Let $G$ be a finite group. Let the commutator of $x$ and $y$ is:
$$[x,y]= x^{-1}y^{-1}xy$$
$$[G, G] = \langle \{[x, y]\ \mid x,y\in G\}\rangle$$
$[G , G]$ is called the commutator subgroup of group $G$.
Now let us see the lower central series of group $G$.
$$G = L^{0}(G) \ge L^{1}(G) \cdots $$
Where $L^{i+1}(G) = [G,L^{i}(G)]$.
If the lower central series for $G$ terminates in $\{1\}$ then we say group is nilpotent.

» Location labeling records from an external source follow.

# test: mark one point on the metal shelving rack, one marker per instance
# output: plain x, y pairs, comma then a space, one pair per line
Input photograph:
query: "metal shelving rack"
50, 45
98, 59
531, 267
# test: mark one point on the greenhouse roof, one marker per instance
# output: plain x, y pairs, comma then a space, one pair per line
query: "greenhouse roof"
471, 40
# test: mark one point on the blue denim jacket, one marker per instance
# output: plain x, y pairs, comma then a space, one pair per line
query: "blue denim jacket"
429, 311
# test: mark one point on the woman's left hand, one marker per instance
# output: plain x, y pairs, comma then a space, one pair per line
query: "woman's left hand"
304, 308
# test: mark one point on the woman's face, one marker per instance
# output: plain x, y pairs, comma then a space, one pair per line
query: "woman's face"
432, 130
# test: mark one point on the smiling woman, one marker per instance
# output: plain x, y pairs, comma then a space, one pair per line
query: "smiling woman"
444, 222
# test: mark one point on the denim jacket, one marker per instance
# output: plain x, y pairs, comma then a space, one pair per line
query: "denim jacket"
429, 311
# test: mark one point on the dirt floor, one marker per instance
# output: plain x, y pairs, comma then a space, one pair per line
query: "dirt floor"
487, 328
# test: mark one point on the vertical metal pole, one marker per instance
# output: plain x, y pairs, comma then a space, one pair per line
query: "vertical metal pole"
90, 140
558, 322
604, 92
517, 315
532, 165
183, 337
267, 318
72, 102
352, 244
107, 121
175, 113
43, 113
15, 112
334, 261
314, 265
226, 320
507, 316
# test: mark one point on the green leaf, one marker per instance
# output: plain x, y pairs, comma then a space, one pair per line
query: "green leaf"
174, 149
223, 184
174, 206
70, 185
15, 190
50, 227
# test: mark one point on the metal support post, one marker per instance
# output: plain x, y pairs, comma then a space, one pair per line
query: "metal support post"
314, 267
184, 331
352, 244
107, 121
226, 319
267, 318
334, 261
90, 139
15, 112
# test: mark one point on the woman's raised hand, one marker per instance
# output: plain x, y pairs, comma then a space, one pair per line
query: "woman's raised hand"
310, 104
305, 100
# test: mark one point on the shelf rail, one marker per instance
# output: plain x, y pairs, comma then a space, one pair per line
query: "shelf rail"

Claim : A finite group $G$ is nilpotent iff if every maximal subgroup of $G$ is normal in $G$
Proof : Let me prove first that if every maximal subgroup of $G$ is normal in $G$ then group $G$ is nilpotent
Let $H$ be a maximal subgroup of $G$, by hypothesis it is normal so we get
$\{1\}\le H \le G$
As $H$ is maximal subgroup of $G$ it is not possible that we have some $H_1$ in which is non-trivial and a subgroup of $H$.
Is there anything more which I need to prove in this direction?
Other direction
If finite group $G$ is nilpotent then every subgroup of $G$ is maximal.
If $G$ is nilpotent then by above definition it admits an lower central series ..
I need a hint how to prove this direction
Best Answer
To be fair I don't see how $G \ge H \ge \{1\}$ helps you prove that $G$ is nilpotent.
First of all assume that $G$ isn't the trivial group, nor a $p$-group, as it's trivial that claim holds for those groups.
Anyway, here's a way how to prove the fact above. Assume that each maximal subgroup of $G$ is normal. Now let $P$ be a $p$-Sylow subgroup of $G$. Obviously $P \not = G$. Now we know that if each Sylow subgroup is normal in $G$, then it's nilpotent. So assume that $N[P] \not = G$. Then we have that $N[P] \le M < G$, where $M$ is some maximal subgroup of $G$. Now by Frattini's Argument we have:
$$G = MN_G[P] = M$$
which is a contradiction and hence $N[P] = G$ and so $P \lhd G$ and so $G$ is nilpotent.
For the other way first prove that nilpotent subgroups satisfy the nilpotent condition. Then let $M$ be any maximal subgroup of $G$, then we have that $M < N[M]$, but from the maximality of $M$ we must have $N[M] = G$ and hence $M \lhd G$ and hence the proof.